I’ve come to realize that the worse time for me is right when I wake up, because I am still alive and the time it is right before going to my room for the night. I hate my room. I know it’s a huge mess but I don’t have time to clean it. Course, half of the mess is clothing which I have no place for so it just sits any place I can find it. One area of my room has paper stuff, old research articles and the like. I wish I could get another bureau and bookcase for it or some shelves, but I don’t have the time to shop. Even if I did, there is no way I can take it in my little car and carry it anywhere.  My alcoves will be blocked and I wouldn’t have access to them.  I keep saying one day I will do something but I never do.  Even in my midnight madness, I hardly touch. I think in my head where they will go or what to do with them but then I fall asleep or think of something else and poof, idea gone.  I dread coming home because mostly I know the psychache will return like it always does and I will once again be thinking of how to end my life.  The past few years I have become really creative in the lethal methods of ending my life.  I have not thought of a way to get a gun only because I would have to cross state lines and I am not sure I can do that. But knowing about chemicals have helped me.   My only regret is that I have not been able to find a place that sells hemlock juice. I found a place that makes the tablets but the amount is so small I doubt it would be lethal enough.

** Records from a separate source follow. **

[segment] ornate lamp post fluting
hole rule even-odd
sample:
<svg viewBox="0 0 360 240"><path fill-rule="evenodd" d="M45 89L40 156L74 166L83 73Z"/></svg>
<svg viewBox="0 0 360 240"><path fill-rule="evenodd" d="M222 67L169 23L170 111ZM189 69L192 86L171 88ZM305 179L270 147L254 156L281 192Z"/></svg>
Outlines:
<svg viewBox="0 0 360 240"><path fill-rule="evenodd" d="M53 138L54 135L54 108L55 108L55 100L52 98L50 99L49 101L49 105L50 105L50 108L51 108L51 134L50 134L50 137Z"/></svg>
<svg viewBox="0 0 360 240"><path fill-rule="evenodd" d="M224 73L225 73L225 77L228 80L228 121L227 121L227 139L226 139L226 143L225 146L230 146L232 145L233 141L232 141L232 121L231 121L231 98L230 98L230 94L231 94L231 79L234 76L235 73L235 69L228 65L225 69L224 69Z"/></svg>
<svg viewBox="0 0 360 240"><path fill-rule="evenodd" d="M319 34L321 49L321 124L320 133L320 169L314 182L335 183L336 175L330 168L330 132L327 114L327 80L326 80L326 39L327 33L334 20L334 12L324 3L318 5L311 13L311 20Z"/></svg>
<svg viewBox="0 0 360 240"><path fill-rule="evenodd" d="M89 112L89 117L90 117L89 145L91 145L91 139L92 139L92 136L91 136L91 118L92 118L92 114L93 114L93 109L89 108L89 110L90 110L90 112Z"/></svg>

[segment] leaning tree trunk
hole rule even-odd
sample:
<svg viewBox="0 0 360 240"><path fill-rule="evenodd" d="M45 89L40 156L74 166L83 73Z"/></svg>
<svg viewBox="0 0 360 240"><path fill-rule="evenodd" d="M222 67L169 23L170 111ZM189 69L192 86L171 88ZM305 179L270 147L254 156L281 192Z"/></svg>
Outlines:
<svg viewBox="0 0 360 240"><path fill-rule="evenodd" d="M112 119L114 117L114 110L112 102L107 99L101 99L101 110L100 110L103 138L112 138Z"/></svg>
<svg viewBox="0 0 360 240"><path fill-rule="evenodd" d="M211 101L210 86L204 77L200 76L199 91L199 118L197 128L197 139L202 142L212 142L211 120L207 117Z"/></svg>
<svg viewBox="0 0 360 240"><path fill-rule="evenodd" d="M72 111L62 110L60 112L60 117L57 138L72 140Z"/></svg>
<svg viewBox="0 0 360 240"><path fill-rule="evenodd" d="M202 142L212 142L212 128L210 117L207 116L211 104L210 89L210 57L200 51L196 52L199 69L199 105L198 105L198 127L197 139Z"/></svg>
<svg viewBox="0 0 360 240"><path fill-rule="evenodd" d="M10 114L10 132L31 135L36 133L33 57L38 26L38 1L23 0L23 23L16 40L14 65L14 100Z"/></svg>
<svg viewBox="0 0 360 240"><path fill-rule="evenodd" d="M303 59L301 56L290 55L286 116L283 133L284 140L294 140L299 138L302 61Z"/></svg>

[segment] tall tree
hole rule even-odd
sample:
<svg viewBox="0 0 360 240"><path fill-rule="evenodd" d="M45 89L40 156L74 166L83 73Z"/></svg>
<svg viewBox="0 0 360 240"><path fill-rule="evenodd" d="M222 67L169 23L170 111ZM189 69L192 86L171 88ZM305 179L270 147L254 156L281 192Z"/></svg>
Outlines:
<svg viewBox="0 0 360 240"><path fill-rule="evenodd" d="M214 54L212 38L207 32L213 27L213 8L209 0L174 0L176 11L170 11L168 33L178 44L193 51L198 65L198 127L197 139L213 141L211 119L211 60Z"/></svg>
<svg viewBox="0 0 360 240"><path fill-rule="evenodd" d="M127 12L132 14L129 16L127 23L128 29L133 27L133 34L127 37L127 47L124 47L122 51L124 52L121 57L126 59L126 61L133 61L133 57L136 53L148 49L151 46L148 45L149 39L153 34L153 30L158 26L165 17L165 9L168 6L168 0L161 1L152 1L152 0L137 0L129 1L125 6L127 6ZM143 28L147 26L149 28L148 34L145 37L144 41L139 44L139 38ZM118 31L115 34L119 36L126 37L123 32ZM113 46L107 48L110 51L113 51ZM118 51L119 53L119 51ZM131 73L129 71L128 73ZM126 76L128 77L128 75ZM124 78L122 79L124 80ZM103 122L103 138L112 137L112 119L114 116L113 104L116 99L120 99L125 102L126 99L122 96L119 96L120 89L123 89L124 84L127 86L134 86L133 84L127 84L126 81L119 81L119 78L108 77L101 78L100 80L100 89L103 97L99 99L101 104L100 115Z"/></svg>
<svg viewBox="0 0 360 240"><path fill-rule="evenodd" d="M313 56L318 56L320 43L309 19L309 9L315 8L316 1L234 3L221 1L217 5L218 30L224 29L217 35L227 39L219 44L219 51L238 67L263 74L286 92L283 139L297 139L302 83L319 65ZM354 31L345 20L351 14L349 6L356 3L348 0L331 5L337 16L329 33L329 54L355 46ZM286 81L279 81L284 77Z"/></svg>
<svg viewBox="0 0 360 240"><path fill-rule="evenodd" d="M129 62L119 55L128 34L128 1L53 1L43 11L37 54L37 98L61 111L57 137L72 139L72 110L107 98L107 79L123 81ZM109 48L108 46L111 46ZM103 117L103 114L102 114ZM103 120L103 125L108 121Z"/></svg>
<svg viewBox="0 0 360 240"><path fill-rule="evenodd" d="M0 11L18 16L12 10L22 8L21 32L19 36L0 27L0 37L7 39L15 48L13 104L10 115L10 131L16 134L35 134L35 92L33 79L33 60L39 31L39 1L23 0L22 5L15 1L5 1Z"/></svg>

So I was supposed to have session with my idiotic therapist tonight but because of the snow storm she had to cancel. Still pisses me off that SHE can cancel but I can’t. I felt like calling her at home but not sure if she would answer or her daughter. I could have fun if her daughter answered or maybe not. I always toy with these ideas but never fall through on any of them. Guess I am not aggressive enough.  She reads these blogs because I no longer write in my journals anymore, which is a shame because I spent quite a bit of money getting these fancy journals that now are just collecting dust in my room.  My latest journal that I bought was one of Edgar Allan Poe. It’s purple and leather bound.  I had an idea to start a new one with the new year but it hasn’t happened yet. Just this blog.  Guess writing is writing whether it is electronic or with pen and paper,huh?
I really want to die. I just hate my life so much and there really isn’t much reason for it. I have a job, a family that somewhat cares, nieces and nephew that I mean the world to, friends that supposedly care about me, co-workers that like me at. My health is ok despite the chronic pain that I deal with, whether it’s physical like tonight or mental.  My foot is throbbing like there is no tomorrow and my toes are completely straight, which is weird cause they usually are curled up.  CES entered my life almost ten years ago. My anniversary date is Feb 8th. Yet despite all this, I just have no desire, whatsoever to live. I just go about the act of living because I don’t want to cause anyone any pain.  So I suffer so everyone else doesn’t have to. Yet I wonder how they would feel if I were suffering from cancer or some other terminal illness. Would they still want me to go on, knowing full well that with each breath causes me pain?  Nothing I do causes me to think differently. All my life I never had some drive to live. I’m just not worth it. I am nothing and will always be nothing.